2016 — May 6, 2016 at 5:31 pm

Yes, of course, Trump can win — if we let him

by

Trump Tilted

Get ready. The pearls are going to get sweaty.

The clutching over every perceived misstep that Hillary Clinton makes will be non-stop as every gaffe is escalated into a five-alarm fire — and for good reason. Democrats could easily blow this. And, even more importantly, the press will do everything it can to make it seem as it Trump really has a shot at becoming the first orange president.

Sure, “Dangerous Donald” isn’t a great nickname. But does that compare to every living Republican president and the party’s last presidential nominee sitting out an election? Does it compare to the Republican Speaker of the House trying to set terms with the party’s nominee before endorsing him? Does it compare to the most unpopular presidential nominee in American history?

Here you’ll say, “Well, Hillary isn’t all that popular either.”

No. Stop that.

It’s not comparable — just as a primary voting block is barely comparable to the over 100 million Americans who will show up in November. The GOP primary is bachelor party. The general election is huge wedding where nearly every grandma in America is invited and shows up.

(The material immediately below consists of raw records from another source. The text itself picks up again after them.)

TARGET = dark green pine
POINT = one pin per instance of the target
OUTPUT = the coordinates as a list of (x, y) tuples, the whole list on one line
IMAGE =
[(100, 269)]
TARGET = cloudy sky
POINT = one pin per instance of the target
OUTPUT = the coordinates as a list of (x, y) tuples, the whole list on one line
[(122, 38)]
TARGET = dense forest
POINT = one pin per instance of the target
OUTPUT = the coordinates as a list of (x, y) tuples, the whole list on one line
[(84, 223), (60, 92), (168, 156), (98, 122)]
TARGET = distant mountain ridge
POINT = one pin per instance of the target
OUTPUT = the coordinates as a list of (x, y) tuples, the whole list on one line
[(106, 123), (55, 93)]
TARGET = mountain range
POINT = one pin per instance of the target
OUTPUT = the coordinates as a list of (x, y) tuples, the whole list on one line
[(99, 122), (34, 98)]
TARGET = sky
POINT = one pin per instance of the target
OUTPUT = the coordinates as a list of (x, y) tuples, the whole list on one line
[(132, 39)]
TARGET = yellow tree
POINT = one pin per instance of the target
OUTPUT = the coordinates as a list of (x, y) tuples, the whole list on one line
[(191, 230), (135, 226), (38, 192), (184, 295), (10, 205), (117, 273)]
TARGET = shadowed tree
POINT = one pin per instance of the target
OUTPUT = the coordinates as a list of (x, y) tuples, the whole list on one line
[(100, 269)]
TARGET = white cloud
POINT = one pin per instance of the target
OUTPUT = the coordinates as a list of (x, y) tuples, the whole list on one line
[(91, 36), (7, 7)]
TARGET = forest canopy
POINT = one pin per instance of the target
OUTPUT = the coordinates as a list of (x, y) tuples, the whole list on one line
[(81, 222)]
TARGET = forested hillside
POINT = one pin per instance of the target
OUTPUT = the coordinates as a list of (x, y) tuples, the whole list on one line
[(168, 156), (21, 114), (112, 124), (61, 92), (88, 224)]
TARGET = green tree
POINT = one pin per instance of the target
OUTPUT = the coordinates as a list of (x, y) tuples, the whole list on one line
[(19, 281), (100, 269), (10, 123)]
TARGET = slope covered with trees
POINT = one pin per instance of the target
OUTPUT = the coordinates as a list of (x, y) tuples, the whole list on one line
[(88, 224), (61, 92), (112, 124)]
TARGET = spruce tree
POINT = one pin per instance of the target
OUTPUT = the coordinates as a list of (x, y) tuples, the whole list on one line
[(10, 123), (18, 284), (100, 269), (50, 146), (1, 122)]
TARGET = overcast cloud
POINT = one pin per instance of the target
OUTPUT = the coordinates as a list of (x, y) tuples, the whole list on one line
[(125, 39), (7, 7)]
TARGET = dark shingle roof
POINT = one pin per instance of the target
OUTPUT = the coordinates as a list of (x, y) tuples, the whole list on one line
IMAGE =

Let Liam Donovan, an actual Republican, explain it to you:

What sells to a plurality of the GOP primary electorate is not necessarily compatible with the general-election marketplace. It’s not that the rest of the country has yet to be introduced to Trump the candidate; it’s that they watched the primary in horror, and now they can’t stand him.

The numbers are bleak, and given Trump’s 100 percent name ID and decades of cultural ubiquity, they are unlikely to change dramatically. You can’t move the polls without shifting the underlying perceptions, and the Trump brand is worse than Alpo. Hillary Clinton is far from beloved, to be sure, but the comparison obscures the chasm. Popularity numbers for each are underwater, and both have higher “very unfavorable” ratings than any other nominee on record. But if you think this is just a sign of an increasingly polarized era, a recent AP-Gfk survey is instructive. Hillary clocks in at minus-15 net favorability, with 38 percent reporting a “very unfavorable” view. Abysmal numbers, but downright golden next to Trump’s minus-43, with a whopping 56 percent of all adults viewing him very unfavorably. When more than half the country loathes you, you’re going to have a tough time making it up in volume.

Hillary’s numbers are the result of decades of being the target of partisan attacks and bearing the weight of being the through-line of a not always stellar three-decades of Democratic politics. Trump’s unpopularity comes from being bigoted, misogynistic fortunate son who lies about compliments from Vladimir Putin.

We need to start getting clear that Trump winning the GOP nomination wasn’t a shock that was unpredictable. Everyone should have seen this coming, and not just because the billion dollar baby led in the primary polls from the moment he called Mexicans “rapists” for all but a day.

Trump’s diehards actually didn’t care if he shot someone on 5th Avenue but there are a group of voters who — college-educated Republicans, especially women.

To win, Trump needs to do vastly better with minority voters or better with white voters than Mitt Romney, who did better with that pasty cohort than any Republican since George H.W. Bush. He’s doing worse with both.

You shouldn’t underestimate how hard it would be to reverse this. You should also not underestimate how badly the press needs him to do this. And they already have their story: The chances of Trump getting more unpopular are minimal as Republicans realize he’s all that stands between them and the brutal cocktail of sanctifying Obama’s legacy by electing another Clinton. And the chances of this race tightening, especially if the Democratic primary gets even uglier, are about 100 percent. And they’re going to pretend the email thing is real, whether it is or not.

Trump also has flexibility, flare and unpredictability no other Republican candidate will ever have again. But, as #NeverTrump Mitt Romney strategist Stuart Stevens asked, ““If the guy is such a marketing genius, why is it he’s the most unpopular political figure in modern American history?”

Regardless, Democrats are the clear favorite in November with some hopes of a down-ballot disaster, though the prospects of this aren’t as strong as they would be if we were facing a true ideologue like Ted Cruz.

Losing is unthinkable and winning the presidency and the Senate could genuinely reshape America just through the Supreme Court. So volunteer, donate and resist the urge to buy into the never-ending cries of “Dems in Disarray” that won’t fade until Donald cries through his toner and sulks off into infamy.